I’m leaving my workplace at close of business, and I see a man suddenly drop from a tree branch with a noose around his neck. I’m horrified; I begin yelling for help, over and over as loud as I can. I run to him and grab his ankles, swinging over my head, and push up, desperately trying to convince him to use the slack in the rope to remove the noose from his neck; that this is not the way. And then from another tree branch hangs another employee, and then another, and then another. Four men hanging in protest and resignation and hopelessness and I am crying and pleading with them and with others to help and I cannot do it all. Eventually, in the darkness of night, I re-enter the building, crying out in search of Human Resources, to tell them: “I am only one counselor. I cannot help them all. I don’t have the resources.” But no one is there. It is the dark of night and I climb a hill to the back of the property where my little blue beetle is parked, and find it peculiarly covered in snow, inside and out, and I cannot leave. I’m leaning over the hood to brush the snow off the windshield when it starts spinning crazily out of control, round and round and down the hill, and I cling to the wheel well and close my eyes and tell myself, “Just breathe. Tighten your core and hold on and just breathe, slow and deep.” And I breathe and I hold on and eventually the spinning stops.
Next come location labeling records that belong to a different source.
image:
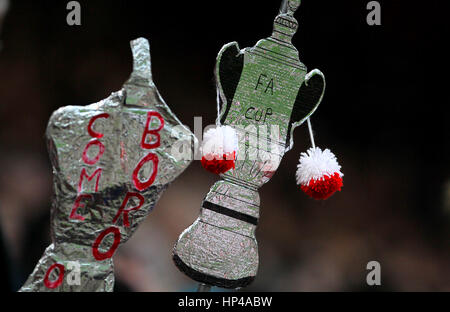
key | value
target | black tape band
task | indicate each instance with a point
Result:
(229, 212)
Dreams, Freud said, are the “royal road to the unconscious.” There are at least a dozen theories of dream interpretation, from the analytical to the mystical to a person-centered meaning making that I favor. Pay attention to your dreams: they will reveal your anxieties and fears, they will illuminate what matters most to you, they may even reveal answers to the questions with which you struggle.

Stress dreams are different from nightmares. Nightmares repeat with small variations on a theme but wake you from the horror without coming to resolution. Stress dreams, barring outside interruption, play out a story arc, even when unpleasant, and you awaken when it is through. All dreams are attempts of your subconscious to make sense of things stressful or overwhelming and to help you process your experiences, but nightmares get stuck, often requiring outside intervention such as trauma therapy to process the block so your mind can return to its natural patterns of regulation.  

My stress dream last night had three messages for me:

1. You’re overwhelmed.

2. You need to get away; take a break.

3. Just breathe.

And so I will. I’ll schedule this to post while I’m away, breathing in the breezes that blow across a  sparkling lake in my home country, listening to the gentle woosh of the waves rolling in to the grainy shore. I’ll close my eyes and breathe deeply. And then I’ll be back, with greater inner resources. And I’ll take another break, and I’ll return again, and the rhythm of summer and self-care goes on.

What message do your dreams hold for you?

What plans do you have for self-care and rejuvenation this summer season? What plans – large or small – can you implement?